In a pandemic situation it may be possible, for instance, that we see a mass phenomenon of survivor’s guilt at the end of this. What could happen as a result is our being bombarded with tempting offers to rechannel our guilt into anger at those who were most affected, who serve as a reminder of our relative good luck: undocumented immigrants, the elderly, the poor, the disabled, even the dead. These ideas could even be promoted by those in power, who will no doubt be grateful for the transference of accountability. In some places, we can already see these forces mobilizing — see, for instance, arguments on the far right that discussions of Chinese culpability for the virus are being suppressed in the name of “political correctness,” or that there are groups “intentionally” spreading the virus, who must be punished.
Which brings me to my third point: To understand how such a spiral of anger and guilt might work, we desperately need to update our understanding of how internet subcultures function.
We think of radicalization in ways that are hopelessly old-fashioned: We frequently ignore or downplay mainstream or institutional complicity, and as a researcher of technology and politics, Becca Lewis, writes, we often think of radicalization as something the radicalized passively fell into and got swept up in.
In fact, the internet — for good and for ill — is a collaborative and imaginative space, rather than somewhere one group of people talks and another listens. We can be both influencer and influenced. As Ms. Lewis put it, “audiences often demand” increasingly radical content from their preferred creators. Then, as far-right content continues to get enormous engagement, we see the numbers, and our understanding of this content as beyond the pale naturally decreases.

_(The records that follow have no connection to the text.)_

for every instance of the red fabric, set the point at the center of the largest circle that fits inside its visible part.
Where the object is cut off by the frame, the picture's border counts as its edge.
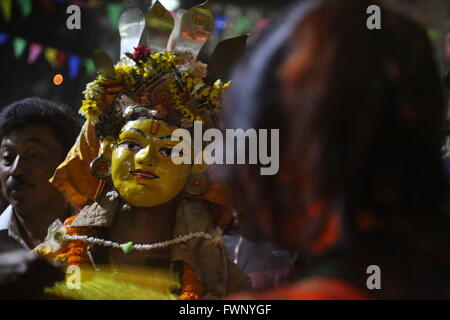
(317, 288)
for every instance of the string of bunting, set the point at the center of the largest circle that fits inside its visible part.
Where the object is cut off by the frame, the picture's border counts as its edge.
(26, 7)
(56, 58)
(240, 24)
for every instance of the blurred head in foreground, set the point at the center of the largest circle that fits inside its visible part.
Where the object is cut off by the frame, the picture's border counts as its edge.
(360, 114)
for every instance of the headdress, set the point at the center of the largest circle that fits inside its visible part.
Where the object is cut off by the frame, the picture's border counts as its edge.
(158, 76)
(162, 79)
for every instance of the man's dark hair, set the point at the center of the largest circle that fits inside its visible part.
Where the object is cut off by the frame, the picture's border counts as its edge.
(62, 120)
(360, 115)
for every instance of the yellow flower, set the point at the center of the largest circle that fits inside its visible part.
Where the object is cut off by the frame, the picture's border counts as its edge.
(90, 110)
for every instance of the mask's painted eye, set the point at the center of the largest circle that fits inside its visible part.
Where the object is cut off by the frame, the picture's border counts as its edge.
(166, 151)
(130, 145)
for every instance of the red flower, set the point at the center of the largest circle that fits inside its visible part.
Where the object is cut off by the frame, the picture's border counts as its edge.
(140, 53)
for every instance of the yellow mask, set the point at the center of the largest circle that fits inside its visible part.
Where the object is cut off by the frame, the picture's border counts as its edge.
(141, 166)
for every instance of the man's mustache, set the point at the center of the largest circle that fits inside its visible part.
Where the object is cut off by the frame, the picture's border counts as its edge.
(18, 182)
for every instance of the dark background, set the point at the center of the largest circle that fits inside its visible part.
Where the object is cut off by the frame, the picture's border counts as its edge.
(46, 25)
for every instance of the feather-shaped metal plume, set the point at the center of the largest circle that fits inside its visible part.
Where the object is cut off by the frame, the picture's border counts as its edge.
(224, 56)
(131, 25)
(159, 24)
(104, 64)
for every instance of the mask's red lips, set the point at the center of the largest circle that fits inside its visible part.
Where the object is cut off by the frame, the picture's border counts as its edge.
(143, 174)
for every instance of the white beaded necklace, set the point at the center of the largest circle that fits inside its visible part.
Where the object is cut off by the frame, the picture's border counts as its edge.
(129, 246)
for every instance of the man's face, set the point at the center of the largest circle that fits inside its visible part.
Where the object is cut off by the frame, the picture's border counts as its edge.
(28, 158)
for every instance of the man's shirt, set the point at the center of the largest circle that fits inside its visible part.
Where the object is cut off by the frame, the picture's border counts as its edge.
(10, 237)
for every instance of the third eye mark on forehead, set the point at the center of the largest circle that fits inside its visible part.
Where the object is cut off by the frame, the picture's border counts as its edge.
(142, 133)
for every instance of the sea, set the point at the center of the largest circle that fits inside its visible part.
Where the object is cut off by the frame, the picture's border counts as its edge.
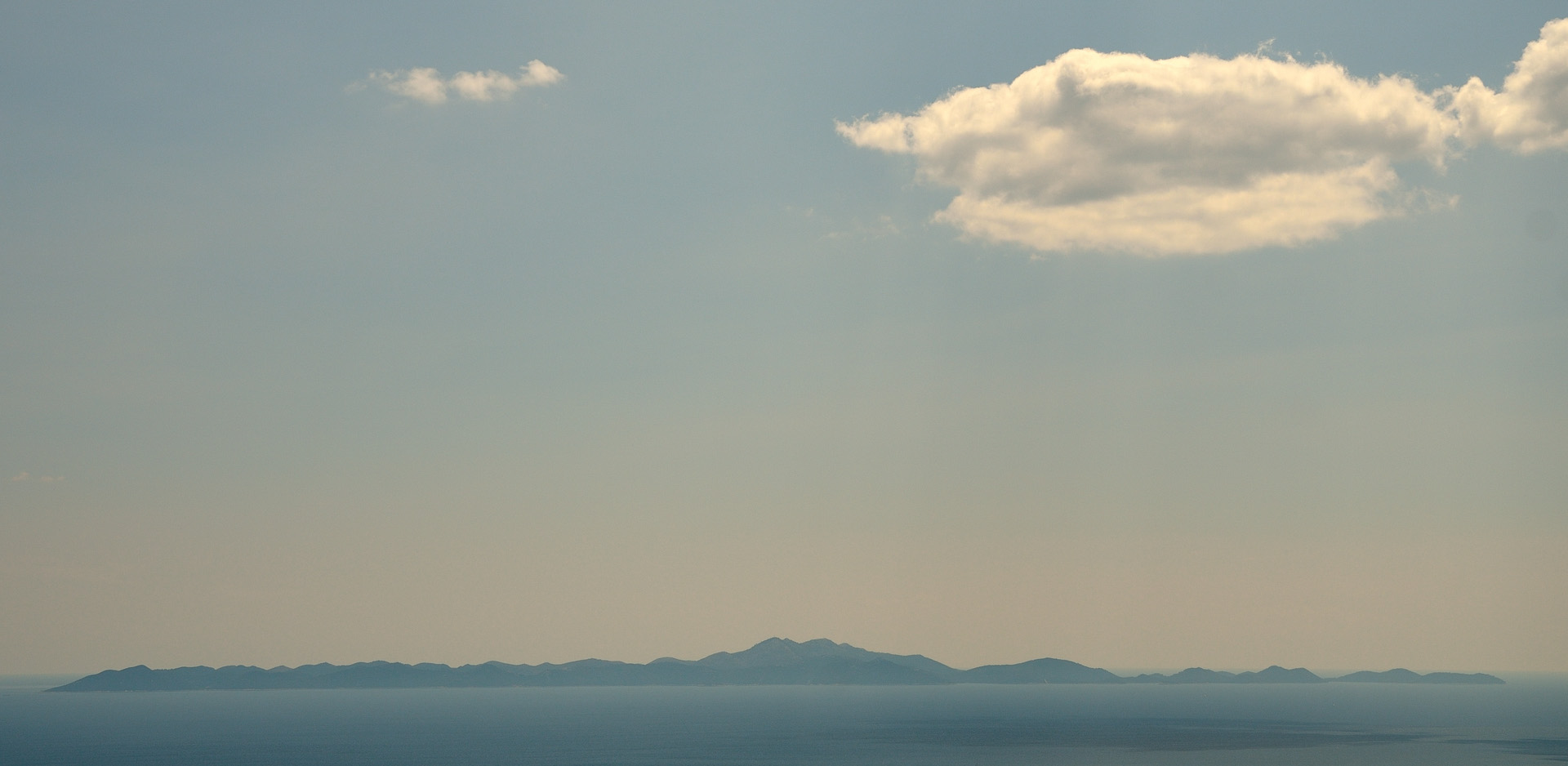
(1521, 723)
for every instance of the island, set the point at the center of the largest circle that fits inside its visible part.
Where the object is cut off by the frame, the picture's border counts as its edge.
(772, 661)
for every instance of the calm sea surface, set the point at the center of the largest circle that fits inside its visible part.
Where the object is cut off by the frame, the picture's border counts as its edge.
(1267, 724)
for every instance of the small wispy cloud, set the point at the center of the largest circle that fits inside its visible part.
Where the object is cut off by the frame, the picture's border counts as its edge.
(427, 85)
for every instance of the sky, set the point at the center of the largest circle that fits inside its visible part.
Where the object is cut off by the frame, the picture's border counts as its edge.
(1136, 334)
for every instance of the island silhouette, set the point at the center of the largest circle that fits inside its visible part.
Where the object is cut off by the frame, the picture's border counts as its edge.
(772, 661)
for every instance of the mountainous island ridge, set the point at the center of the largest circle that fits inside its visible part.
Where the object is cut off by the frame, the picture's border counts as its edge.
(772, 661)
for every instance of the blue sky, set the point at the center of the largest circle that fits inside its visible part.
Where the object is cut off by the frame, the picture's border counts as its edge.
(656, 361)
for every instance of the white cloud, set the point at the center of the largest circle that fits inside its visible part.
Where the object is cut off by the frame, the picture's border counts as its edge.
(427, 85)
(1200, 154)
(1530, 112)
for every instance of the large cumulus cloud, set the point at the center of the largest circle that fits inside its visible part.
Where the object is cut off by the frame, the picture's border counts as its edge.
(1201, 154)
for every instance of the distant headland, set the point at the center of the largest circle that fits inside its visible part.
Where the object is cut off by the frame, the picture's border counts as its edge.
(773, 661)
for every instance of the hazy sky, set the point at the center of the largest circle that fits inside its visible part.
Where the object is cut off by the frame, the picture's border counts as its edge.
(470, 332)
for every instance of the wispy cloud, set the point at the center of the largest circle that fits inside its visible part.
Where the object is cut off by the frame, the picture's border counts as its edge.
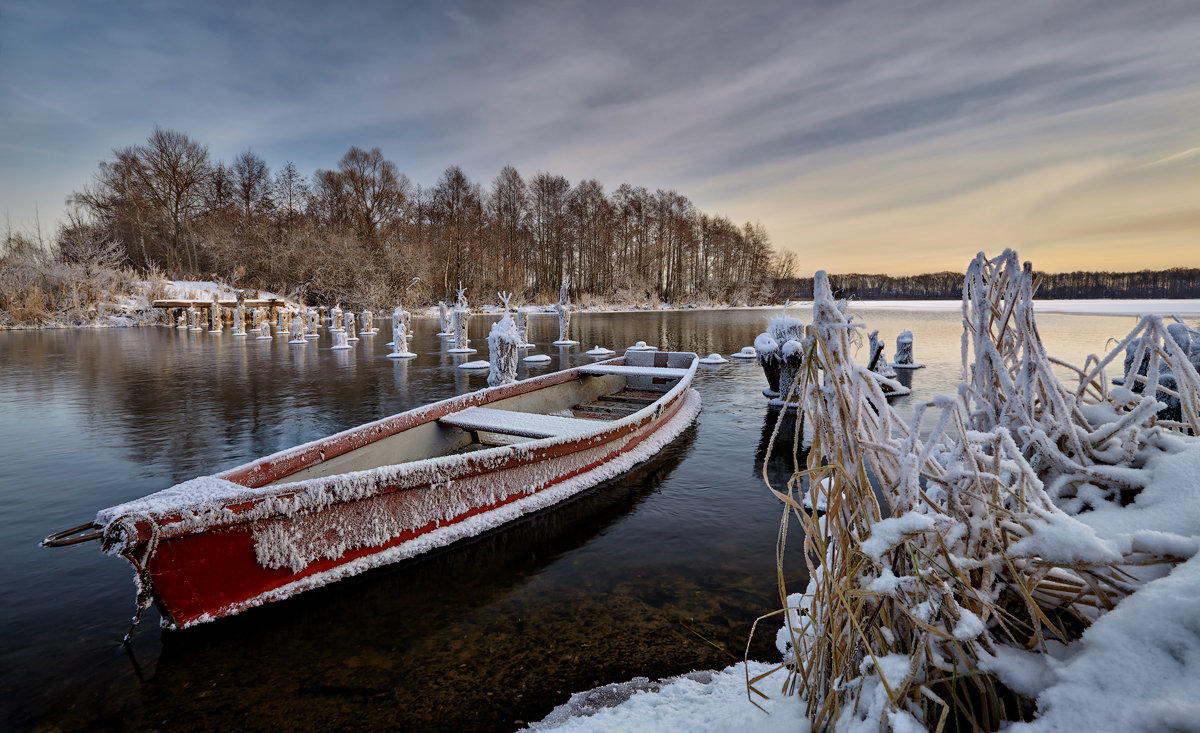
(875, 125)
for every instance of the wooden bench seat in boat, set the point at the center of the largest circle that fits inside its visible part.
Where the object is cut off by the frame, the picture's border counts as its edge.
(527, 425)
(634, 371)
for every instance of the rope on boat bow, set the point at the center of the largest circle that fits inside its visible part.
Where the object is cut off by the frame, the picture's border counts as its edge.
(118, 540)
(61, 539)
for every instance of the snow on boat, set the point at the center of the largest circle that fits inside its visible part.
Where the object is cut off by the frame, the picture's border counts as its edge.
(393, 488)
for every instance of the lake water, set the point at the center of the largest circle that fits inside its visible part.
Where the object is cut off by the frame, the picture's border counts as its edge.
(654, 574)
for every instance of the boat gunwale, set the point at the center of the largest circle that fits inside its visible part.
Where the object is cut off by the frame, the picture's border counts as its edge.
(241, 504)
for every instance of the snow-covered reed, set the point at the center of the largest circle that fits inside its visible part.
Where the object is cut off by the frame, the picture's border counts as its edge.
(973, 553)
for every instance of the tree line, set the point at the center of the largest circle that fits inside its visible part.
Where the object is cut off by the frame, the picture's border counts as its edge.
(1171, 283)
(361, 233)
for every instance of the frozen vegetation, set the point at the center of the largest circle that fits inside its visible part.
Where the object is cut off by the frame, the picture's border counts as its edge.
(1032, 565)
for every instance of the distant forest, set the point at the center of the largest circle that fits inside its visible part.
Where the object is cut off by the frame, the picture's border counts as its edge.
(364, 235)
(1176, 282)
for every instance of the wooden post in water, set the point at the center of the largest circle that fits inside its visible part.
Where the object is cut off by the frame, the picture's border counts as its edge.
(239, 314)
(215, 316)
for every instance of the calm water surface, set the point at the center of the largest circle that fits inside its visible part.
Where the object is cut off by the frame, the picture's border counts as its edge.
(654, 574)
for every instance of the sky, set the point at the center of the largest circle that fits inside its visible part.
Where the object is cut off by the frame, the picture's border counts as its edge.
(874, 136)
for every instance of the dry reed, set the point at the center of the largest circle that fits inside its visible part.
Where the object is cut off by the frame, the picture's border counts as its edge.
(903, 614)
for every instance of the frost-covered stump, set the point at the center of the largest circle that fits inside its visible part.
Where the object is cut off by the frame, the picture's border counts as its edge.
(239, 314)
(523, 328)
(399, 338)
(564, 316)
(778, 364)
(298, 329)
(444, 324)
(461, 320)
(503, 343)
(876, 361)
(215, 316)
(904, 353)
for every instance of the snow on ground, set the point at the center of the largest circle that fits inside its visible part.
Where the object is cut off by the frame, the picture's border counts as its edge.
(1137, 668)
(700, 701)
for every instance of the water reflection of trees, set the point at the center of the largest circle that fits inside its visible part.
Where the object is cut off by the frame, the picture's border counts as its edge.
(430, 641)
(783, 461)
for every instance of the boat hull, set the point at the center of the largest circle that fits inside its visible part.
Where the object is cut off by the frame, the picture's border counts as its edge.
(222, 570)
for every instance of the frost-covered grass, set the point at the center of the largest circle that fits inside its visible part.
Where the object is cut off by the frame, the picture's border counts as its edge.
(1031, 564)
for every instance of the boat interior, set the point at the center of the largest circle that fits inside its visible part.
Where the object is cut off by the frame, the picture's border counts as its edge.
(603, 392)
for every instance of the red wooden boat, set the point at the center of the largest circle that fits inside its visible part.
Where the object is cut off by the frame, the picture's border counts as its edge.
(393, 488)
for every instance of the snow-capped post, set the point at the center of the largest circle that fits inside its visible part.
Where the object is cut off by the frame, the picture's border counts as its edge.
(876, 361)
(523, 328)
(564, 314)
(461, 319)
(444, 323)
(400, 335)
(780, 354)
(503, 342)
(215, 316)
(298, 329)
(904, 348)
(239, 314)
(904, 353)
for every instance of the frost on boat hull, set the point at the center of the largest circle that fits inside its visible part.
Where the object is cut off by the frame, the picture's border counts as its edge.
(396, 487)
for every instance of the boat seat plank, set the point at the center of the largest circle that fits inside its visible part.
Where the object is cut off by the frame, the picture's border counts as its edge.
(628, 371)
(509, 422)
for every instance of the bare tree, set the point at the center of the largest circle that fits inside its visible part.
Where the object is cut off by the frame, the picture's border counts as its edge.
(252, 184)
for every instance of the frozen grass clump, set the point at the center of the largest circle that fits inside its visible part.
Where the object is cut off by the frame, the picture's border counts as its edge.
(917, 604)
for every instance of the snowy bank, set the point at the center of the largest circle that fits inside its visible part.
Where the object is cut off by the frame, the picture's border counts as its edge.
(700, 701)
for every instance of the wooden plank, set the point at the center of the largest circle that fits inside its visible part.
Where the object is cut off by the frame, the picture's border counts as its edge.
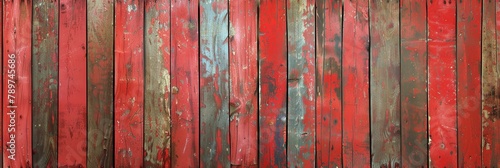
(301, 83)
(157, 84)
(384, 83)
(272, 83)
(185, 84)
(72, 130)
(129, 83)
(17, 60)
(100, 83)
(413, 84)
(469, 83)
(355, 85)
(214, 83)
(490, 88)
(442, 83)
(45, 82)
(328, 83)
(243, 86)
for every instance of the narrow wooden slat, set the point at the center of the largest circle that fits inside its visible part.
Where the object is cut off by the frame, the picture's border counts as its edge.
(442, 83)
(243, 86)
(72, 129)
(129, 83)
(413, 84)
(301, 83)
(328, 83)
(17, 49)
(272, 83)
(157, 84)
(100, 35)
(469, 82)
(384, 83)
(45, 82)
(185, 84)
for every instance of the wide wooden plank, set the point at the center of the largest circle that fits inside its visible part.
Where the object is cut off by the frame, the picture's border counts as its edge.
(272, 83)
(469, 83)
(328, 83)
(72, 135)
(185, 84)
(157, 84)
(355, 85)
(129, 83)
(243, 86)
(442, 83)
(17, 81)
(413, 84)
(100, 139)
(45, 82)
(301, 83)
(384, 83)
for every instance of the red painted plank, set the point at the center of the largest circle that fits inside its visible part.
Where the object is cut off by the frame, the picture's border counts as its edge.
(100, 152)
(129, 83)
(272, 83)
(185, 84)
(72, 138)
(157, 84)
(413, 84)
(442, 83)
(301, 83)
(17, 60)
(328, 83)
(469, 82)
(45, 82)
(243, 86)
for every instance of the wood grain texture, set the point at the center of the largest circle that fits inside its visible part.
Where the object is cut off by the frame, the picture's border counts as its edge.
(214, 83)
(490, 88)
(129, 83)
(272, 83)
(355, 85)
(17, 41)
(243, 85)
(469, 82)
(413, 84)
(100, 139)
(385, 106)
(301, 83)
(157, 84)
(442, 83)
(185, 84)
(45, 82)
(328, 83)
(72, 129)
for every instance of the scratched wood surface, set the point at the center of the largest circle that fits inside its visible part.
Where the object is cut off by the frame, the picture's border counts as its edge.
(413, 84)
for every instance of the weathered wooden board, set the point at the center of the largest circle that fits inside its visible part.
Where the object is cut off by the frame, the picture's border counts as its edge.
(355, 85)
(272, 83)
(100, 139)
(185, 84)
(214, 83)
(469, 82)
(328, 83)
(413, 84)
(45, 82)
(129, 83)
(442, 83)
(243, 86)
(385, 106)
(17, 78)
(72, 129)
(157, 84)
(490, 88)
(301, 83)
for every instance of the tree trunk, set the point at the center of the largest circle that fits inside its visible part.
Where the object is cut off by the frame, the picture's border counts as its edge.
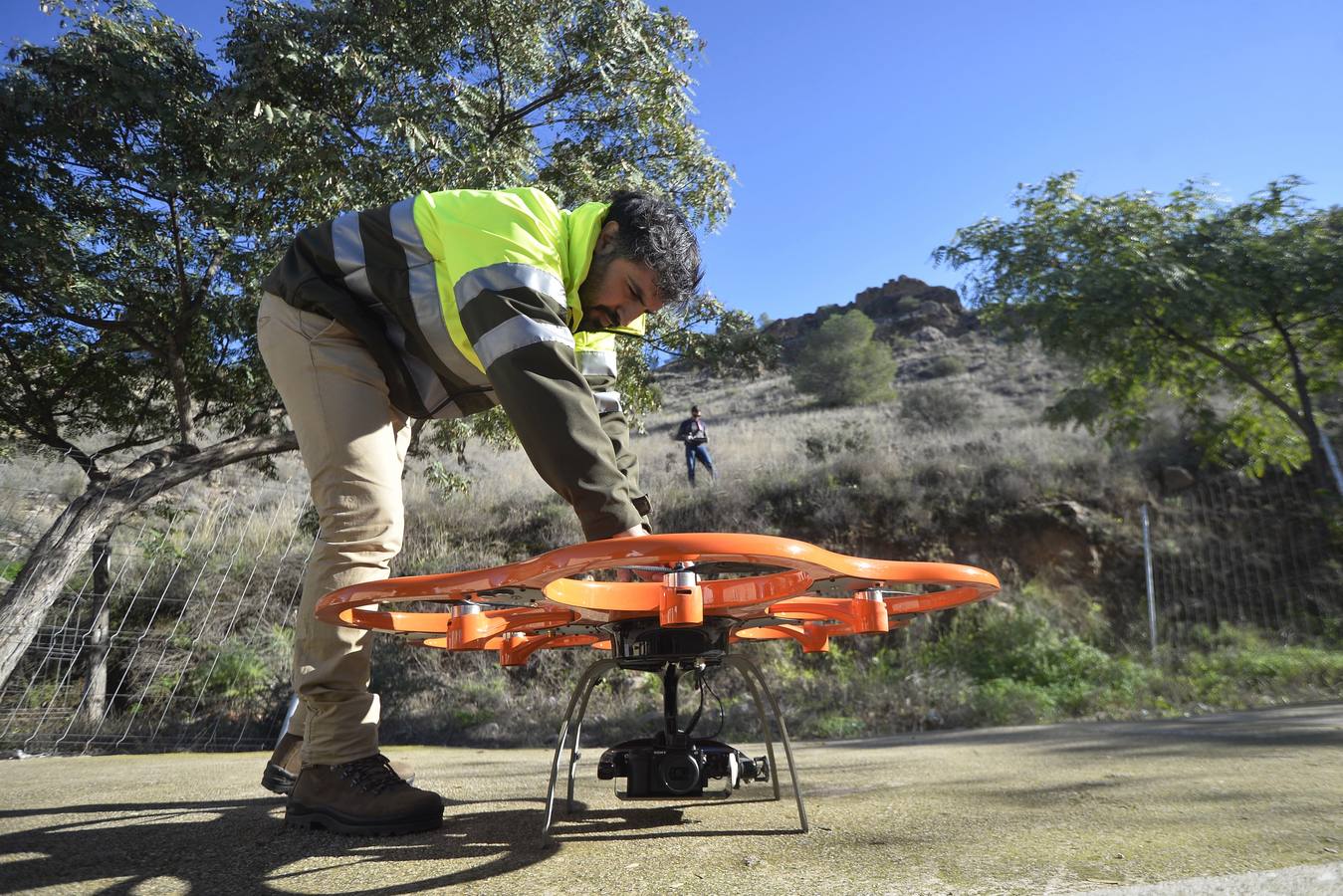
(96, 660)
(93, 514)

Internet users are an active audience, but they are also constantly in an unprecedented state of surveillance of one another. So before we have even made the decision to watch a video or read an article, our perception of it has already been altered almost imperceptibly by the various tiny signals surrounding it. Whatever social media platform you use to engage with the world, your timeline is almost certainly the greatest source of unchecked and frequently subconscious influence.
The seemingly anarchic, democratic state of affairs on the internet can be one of its chief joys — but it is also frequently an illusion. Advertisers, after all, are keenly aware of how to utilize it to their benefit. So too, increasingly, are politicians and governments. In this age of isolation, we need to be aware of how far-right actors will attempt to exploit this unprecedented situation — and we need to be prepared for the fact that it may very well work.
Annie Kelly is a Ph.D. student at the University of East Anglia in England, researching the impact of digital cultures on anti-feminism and the far right.